Note 2.            Long-Term Debt and Line of Credit

 

            During the first quarter of 2013, the Company had a line of credit with Monroe Bank + Trust, or the Bank, up to $400,000 bearing interest at the Wall Street Journal Prime Rate (3.25% at March 31, 2013) plus 0.75%, but in no event less than 5.00%, and secured by a first lien on all assets (except equipment) of the Company.  In August 2012 it was renewed with a new maturity date of August 15, 2013.  Two certificates of deposit totaling $141,874 from the Bank are held as a condition of maintaining the line of credit.  At March 31, 2013, the Company had $90,000 of borrowing capacity under the credit facility.

 

            In December 2012, the Company borrowed $25,000 from a stockholder to provide operating capital.  The Note Payable was for a term of three months at an interest rate of 12%.  In February 2013, the stockholder converted the Note Payable to common stock at the fair market value of the stock at the time of conversion.

 

            In November 2012, the Company received a Notice and Demand of Payment Withdrawal Liability from Central States Southeast and Southwest Areas Pension Fund (the “Notice”), the pension trustee that was funded by the Company for the benefit of its former employees at its City of Toledo operation.  The Notice demands a payment of $412,576, payable monthly over 20 years at an interest rate of approximately 2.8% at $2,250 per month, or approximately $27,000 per year.  Payments at the end of the 20 year period would total $540,065.

 

            In 2011 the Company borrowed $200,000 with a Promissory Note payable to a related party of Timothy Kasmoch, the Company’s President and Chief Executive Officer, at 12% interest prepaid for a period of three months, renewable for an additional three months by the prepayment of additional interest and secured by certain equipment.  Mr.
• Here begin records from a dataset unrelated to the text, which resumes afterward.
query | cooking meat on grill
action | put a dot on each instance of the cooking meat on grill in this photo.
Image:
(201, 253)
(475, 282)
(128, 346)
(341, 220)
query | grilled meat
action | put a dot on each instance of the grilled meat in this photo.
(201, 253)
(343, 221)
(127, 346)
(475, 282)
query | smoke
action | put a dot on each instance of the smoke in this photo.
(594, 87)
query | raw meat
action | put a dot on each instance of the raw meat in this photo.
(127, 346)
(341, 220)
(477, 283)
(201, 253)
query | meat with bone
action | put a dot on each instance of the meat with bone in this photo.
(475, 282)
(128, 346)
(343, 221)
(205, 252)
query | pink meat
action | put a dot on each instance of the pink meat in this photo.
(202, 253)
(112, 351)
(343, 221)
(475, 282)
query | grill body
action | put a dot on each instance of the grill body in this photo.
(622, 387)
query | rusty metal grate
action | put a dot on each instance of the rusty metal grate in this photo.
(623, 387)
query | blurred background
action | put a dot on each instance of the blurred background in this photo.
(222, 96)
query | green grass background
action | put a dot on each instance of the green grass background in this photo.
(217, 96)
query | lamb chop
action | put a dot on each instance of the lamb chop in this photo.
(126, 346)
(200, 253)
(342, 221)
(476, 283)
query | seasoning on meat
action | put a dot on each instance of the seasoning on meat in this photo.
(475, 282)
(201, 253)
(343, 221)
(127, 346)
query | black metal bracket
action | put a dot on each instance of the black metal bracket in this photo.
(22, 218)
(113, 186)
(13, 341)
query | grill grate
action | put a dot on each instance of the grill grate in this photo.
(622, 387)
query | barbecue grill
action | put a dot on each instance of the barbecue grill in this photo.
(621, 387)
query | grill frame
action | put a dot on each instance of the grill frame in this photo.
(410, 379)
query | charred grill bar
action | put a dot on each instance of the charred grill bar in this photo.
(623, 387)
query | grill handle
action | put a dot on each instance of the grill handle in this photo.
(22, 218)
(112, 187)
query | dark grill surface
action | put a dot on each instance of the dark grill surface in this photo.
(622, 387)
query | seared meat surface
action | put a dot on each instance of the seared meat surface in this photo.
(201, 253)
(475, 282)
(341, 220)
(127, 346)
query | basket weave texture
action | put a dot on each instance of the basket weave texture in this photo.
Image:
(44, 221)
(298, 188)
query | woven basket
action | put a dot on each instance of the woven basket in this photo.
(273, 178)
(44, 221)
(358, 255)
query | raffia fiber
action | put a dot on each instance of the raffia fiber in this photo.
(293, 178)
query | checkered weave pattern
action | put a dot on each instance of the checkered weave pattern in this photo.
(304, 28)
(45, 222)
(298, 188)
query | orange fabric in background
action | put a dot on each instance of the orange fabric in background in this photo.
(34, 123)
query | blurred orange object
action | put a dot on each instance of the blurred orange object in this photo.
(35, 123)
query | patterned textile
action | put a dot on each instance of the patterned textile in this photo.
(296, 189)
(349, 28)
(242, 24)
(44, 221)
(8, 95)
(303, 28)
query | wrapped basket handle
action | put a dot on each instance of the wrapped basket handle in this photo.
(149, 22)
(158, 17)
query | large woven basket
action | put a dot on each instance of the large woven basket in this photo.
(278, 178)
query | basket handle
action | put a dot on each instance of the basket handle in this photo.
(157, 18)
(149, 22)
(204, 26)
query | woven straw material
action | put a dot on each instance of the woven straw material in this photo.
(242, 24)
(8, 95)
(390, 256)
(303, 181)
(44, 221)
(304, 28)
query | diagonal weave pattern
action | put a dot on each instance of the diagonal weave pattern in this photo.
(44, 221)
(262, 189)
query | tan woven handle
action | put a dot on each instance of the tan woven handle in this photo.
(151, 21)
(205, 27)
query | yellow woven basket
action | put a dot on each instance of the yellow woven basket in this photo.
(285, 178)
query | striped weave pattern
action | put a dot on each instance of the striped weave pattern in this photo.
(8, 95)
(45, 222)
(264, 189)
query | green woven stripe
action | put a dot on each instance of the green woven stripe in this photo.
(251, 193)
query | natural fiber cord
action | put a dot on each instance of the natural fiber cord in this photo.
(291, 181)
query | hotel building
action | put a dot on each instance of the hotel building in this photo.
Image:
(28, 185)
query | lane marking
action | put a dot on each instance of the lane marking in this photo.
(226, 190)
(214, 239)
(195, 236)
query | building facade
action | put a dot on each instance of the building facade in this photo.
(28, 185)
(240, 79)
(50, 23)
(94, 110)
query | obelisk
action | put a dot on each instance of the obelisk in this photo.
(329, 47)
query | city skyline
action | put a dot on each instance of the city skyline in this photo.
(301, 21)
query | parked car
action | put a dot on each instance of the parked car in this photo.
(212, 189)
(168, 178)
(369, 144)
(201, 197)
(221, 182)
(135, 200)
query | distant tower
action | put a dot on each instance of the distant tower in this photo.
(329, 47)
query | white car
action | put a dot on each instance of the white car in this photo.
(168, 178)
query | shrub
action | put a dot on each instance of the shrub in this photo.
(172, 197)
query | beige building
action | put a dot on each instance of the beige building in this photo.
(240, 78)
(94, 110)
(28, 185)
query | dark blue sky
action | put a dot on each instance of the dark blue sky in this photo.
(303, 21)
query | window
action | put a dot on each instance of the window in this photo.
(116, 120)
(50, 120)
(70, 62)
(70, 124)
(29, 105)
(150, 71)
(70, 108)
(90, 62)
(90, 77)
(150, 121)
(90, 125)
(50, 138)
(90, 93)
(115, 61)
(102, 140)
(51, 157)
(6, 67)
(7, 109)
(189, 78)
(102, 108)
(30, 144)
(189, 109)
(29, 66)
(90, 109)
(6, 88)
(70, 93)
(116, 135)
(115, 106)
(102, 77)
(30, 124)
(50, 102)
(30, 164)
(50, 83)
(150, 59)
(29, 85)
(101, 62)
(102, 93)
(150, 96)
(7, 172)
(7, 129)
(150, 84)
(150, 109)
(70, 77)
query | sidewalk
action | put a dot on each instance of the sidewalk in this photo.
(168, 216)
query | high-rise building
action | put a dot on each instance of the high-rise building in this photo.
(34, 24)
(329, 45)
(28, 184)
Kasmoch has personally guaranteed the repayment of this Note.  The Company extended the Note on all four due dates during 2012 and again on January 30 and April 30, 2013, and is now due July 30, 2013.  The Company expects to extend the Note on or before the due date but pay the Note in full during 2013.

 

From the beginning of 2006 through first quarter 2013, the Company has borrowed a total of $1,677,100 from ten lenders to purchase processing and automotive equipment.  As of March 31, 2013, a total of six term notes are outstanding, ranging from 6.2% to 8.8% interest for terms ranging three to five years, monthly payments totaling approximately $15,000 and all secured by equipment.  The total amount owed on all equipment-secured notes as of March 31, 2013 was approximately $165,000 and all notes are expected to be paid in full on the applicable maturity date, the last of which is in March 2016.

 

In 2009 the Company approved an offering of up to $1,000,000 of Convertible Debentures (the “Debentures”), convertible at any time into our unregistered common stock at $2.00 per share.  The Debentures were issuable in $5,000 denominations, are unsecured and have a stated interest rate of 8%, payable quarterly to holders of record.  The Company has timely paid all accrued interest due to all Debenture holders of record as of each quarter-end date starting in July 2009.  At any time, the Company may redeem all or a part of the Debentures at face value plus unpaid interest.

 

During 2009 the Company issued $765,000 of Debentures to a total of twenty-three accredited investors, and one investor converted $10,000 of Debentures into unregistered common stock.  During 2010 the Company issued $55,000 of Debentures, and three investors converted a total of $90,000 of Debentures into unregistered common stock.  The Debentures matured at June 30, 2011, however fifteen investors holding Debentures totaling $365,000 elected to replace them with new ones that now mature at June 30, 2013 but are not payable until the 10th business day of July.  All other features of the “expired” Debentures remained the same in the replacement ones, except for the new maturity date.  Of the four investors totaling $355,000 who did not replace their existing Debentures with new ones, two investors totaling $215,000 had their Debentures repaid; one investor converted $50,000 into unregistered common stock (at June 30, 2011) and one holding $90,000 of Debentures has not made a final decision.  As of March 31, 2013, the Company held $455,000 of Debentures.

 

Because the fair market value of the Company’s common stock (the underlying security in the Debentures) may have been above the conversion price of $2.00 per share at the date of issuance, the Company was required under GAAP to record a discount given for certain (now) “expired” Debentures sold, which totaled $184,975.  The discount was then required to be amortized as a period expense over the periods the Debentures were scheduled to be outstanding, which averaged 20 months, through the maturity date of June 30, 2011.  Amortization expense on these “expired” Debentures for each of the three months ended March 31, 2013 and 2012 was zero.

 

For periods subsequent to June 30, 2011, the Company is required under GAAP to record a discount for certain Debentures replaced, which totals $32,737 and was recorded as a gain on debt modification during the quarter ended June 30, 2011.  The discount is required to be amortized as a period expense over the next eight quarters the Debentures are scheduled to be outstanding.  Amortization expense for each of the three months ended March 31, 2013 and 2012 was $4,092.